Before I do, I need to remind everyone of the narrow scope of this site: We are not focused on proving any particular thing to be true. We focus solely on what the teachings are. As such it would be against site guidelines to answer whether the eternal punishment in Hell is true, or if God was justified to create an eternal place of torment. We can only answer what is taught within Christianity.
I'm going to answer this from the standard protestant Apologetics answer, which shares common themes across denominational boundaries.
The question here, as focused by the comments is "can the belief in hell be justified against the U.N. convention of disallowing torture".
The obvious answer here is the one that God gave to Job when Job questioned him about his misery. "Who are we to question God?"
Job 38:4 (KJV)
Where were you when I laid the foundations of the earth? declare, if
you have understanding.
As explained by Matthew Henry's Concise Commentary
For the humbling of Job, God here shows him his ignorance, even
concerning the earth and the sea. As we cannot find fault with God's
work, so we need not fear concerning it. The works of his providence,
as well as the work of creation, never can be broken; and the work of
redemption is no less firm, of which Christ himself is both the
Foundation and the Corner-stone. The church stands as firm as the
In other words, God does not have to justify torture. (More on this later in the answer)
But that's not what you asked. What you specifically is how we humans can justify the belief in Hell when the U.N. has condemned it.
Again - short answer. We believe it because God said it's true. As pointed out by God in his discussion with Job (And by DJClayworth's comment), God is sovereign. God doesn't answer to us, we answer to Him.
We believe (at least most Christians do) that the Bible is God's inspired, inerrant Word.
Side note: Why we believe that would be the basis of a hundred other questions already answered on this site.
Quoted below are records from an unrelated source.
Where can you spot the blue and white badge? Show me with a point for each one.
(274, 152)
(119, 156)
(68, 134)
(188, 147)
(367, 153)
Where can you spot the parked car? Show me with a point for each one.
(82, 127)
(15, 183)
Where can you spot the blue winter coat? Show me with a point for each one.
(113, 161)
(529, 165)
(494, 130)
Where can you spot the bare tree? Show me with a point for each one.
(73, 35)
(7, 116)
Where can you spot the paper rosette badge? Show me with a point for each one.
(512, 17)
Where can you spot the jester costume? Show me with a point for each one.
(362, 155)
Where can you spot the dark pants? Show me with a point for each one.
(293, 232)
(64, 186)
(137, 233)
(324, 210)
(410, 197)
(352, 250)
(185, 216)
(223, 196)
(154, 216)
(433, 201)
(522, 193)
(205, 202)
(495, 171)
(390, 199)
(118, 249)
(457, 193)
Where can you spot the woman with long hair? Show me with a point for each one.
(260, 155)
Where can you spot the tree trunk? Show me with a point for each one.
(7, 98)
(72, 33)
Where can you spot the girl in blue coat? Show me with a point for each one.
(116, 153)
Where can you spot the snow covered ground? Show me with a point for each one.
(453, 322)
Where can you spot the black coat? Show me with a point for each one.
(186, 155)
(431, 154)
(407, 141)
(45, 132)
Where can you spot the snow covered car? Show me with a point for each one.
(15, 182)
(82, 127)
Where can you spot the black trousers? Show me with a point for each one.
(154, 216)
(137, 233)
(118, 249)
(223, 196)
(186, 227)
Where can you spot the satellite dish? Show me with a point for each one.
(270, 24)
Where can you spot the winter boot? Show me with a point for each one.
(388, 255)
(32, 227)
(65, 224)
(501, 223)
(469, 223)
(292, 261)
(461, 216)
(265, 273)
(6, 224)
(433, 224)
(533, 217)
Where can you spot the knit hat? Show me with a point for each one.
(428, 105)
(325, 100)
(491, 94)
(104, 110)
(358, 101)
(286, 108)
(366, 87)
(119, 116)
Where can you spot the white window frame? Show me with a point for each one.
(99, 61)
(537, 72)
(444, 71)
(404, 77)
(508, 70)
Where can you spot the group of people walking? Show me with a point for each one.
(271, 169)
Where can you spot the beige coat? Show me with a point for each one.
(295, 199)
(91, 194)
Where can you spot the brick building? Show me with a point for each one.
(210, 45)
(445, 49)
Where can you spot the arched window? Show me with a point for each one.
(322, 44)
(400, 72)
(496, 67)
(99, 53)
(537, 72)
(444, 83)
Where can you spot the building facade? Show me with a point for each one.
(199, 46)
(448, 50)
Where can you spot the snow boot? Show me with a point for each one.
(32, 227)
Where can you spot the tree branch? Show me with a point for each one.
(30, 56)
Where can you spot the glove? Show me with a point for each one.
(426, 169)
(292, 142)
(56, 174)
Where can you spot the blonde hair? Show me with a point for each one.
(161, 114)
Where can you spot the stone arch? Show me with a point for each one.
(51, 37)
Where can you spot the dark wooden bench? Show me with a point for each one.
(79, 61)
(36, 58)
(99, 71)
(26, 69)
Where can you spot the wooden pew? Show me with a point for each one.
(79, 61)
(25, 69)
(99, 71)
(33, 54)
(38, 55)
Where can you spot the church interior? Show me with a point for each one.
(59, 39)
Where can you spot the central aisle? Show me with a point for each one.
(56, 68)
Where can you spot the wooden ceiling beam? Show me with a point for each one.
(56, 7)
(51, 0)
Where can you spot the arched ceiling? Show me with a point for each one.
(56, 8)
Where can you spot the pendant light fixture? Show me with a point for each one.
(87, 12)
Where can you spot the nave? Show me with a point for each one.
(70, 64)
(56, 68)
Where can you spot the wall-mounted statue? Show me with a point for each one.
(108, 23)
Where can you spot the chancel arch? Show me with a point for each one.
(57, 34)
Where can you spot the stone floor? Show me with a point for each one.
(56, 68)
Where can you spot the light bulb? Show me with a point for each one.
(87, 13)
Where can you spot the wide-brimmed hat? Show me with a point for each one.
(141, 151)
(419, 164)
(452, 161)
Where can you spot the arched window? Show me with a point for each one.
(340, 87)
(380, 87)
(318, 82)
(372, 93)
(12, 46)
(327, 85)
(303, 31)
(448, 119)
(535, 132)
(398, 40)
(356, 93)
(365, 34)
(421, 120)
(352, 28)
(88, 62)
And to make a distinction, that we accept this is not an implicit assumption, it is an established doctrine. Remember, we are not here to teach what is True, just what Christianity teaches, and it is undeniable that Christianity teaches that the Bible is God's word. Any attempt to steer this into a direction of whether it really is God's word is strictly not allowed in the site guidelines.
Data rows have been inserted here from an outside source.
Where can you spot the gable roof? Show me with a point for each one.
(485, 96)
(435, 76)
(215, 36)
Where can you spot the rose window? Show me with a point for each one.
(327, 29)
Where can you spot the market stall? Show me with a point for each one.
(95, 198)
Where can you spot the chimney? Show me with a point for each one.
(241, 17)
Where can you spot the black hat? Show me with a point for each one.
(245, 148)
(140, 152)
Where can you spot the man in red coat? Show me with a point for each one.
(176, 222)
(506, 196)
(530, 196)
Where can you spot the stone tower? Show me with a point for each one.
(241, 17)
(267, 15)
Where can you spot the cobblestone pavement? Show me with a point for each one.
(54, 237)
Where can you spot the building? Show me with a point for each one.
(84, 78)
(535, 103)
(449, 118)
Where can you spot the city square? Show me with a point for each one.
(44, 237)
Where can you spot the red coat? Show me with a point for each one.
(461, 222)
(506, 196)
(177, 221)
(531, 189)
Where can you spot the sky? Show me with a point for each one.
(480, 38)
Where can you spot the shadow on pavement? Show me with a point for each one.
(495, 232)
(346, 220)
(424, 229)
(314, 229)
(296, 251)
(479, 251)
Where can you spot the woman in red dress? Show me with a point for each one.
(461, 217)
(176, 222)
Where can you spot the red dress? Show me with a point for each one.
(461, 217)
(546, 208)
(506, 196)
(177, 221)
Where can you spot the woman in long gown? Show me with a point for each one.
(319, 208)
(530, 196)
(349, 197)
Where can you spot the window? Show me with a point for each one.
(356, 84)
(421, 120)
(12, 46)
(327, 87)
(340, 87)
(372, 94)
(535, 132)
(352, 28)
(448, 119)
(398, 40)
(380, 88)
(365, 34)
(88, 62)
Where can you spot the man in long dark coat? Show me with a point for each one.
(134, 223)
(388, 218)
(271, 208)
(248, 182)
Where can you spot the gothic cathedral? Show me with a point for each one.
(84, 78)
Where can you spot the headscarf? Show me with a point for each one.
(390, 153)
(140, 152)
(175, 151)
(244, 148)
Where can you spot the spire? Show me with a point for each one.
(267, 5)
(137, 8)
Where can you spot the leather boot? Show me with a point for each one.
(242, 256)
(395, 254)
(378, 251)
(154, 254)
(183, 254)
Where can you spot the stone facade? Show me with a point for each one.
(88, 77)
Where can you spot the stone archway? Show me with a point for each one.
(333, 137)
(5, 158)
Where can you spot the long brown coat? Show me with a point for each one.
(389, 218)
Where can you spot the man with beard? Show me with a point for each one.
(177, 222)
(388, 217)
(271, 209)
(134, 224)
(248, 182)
So that's it in a nutshell. We justify our belief because we trust God's word, and His word says it is so. We do not believe that God is accountable to the U.N. or any other organization/being, etc.
Addressing your qualifiers:
The satisfying answer should justify general christian insight without
counterquestions, without metaphores, without implicit assumptions,
without solipsism and without twisting of meanings.
While I'm at it, however, I'll point out that the underlying assumptions in the question are that:
- God isn't real
- The existence of Hell is immoral
In other words, the belief that we need to justify this is based on the assumption that God is a man-made construct. That we, as the group who believes in this made-up being, are responsible for introducing the idea of eternal torture. And that we must somehow answer for it or justify it. That is, in itself an "implicit assumption". It is quite impossible to have an opinion on anything without implicit assumptions. We all have them. We all have a set of glasses through which we see the world, and a base set of implicit assumptions that color our perceptions.
The very idea that "God is not real" generally springs the idea that "I won't believe it if it's not proven to me". In other words, if you can't prove that god exists, to my own satisfaction, then I don't believe He does. Tracing this back further, the root assumption that leads to this is that you are trusting only in your own intellect, mind, and reasoning process. This is the very solipsism you sought to ban in any "satisfying answer".
To bar implicit assumptions and solipsism in an answer to a question that is dripping with them shows a bit of a double standard. But at least I think I avoided the metaphor.
Likely, however, this won't be a "satisfying answer". If you were hoping for someone to come with proof that Hell is justified, I'm sorry, this is the wrong site. We don't focus on what's true, but rather what's taught. You may wish to go to a site dedicated to such things, but this isn't it.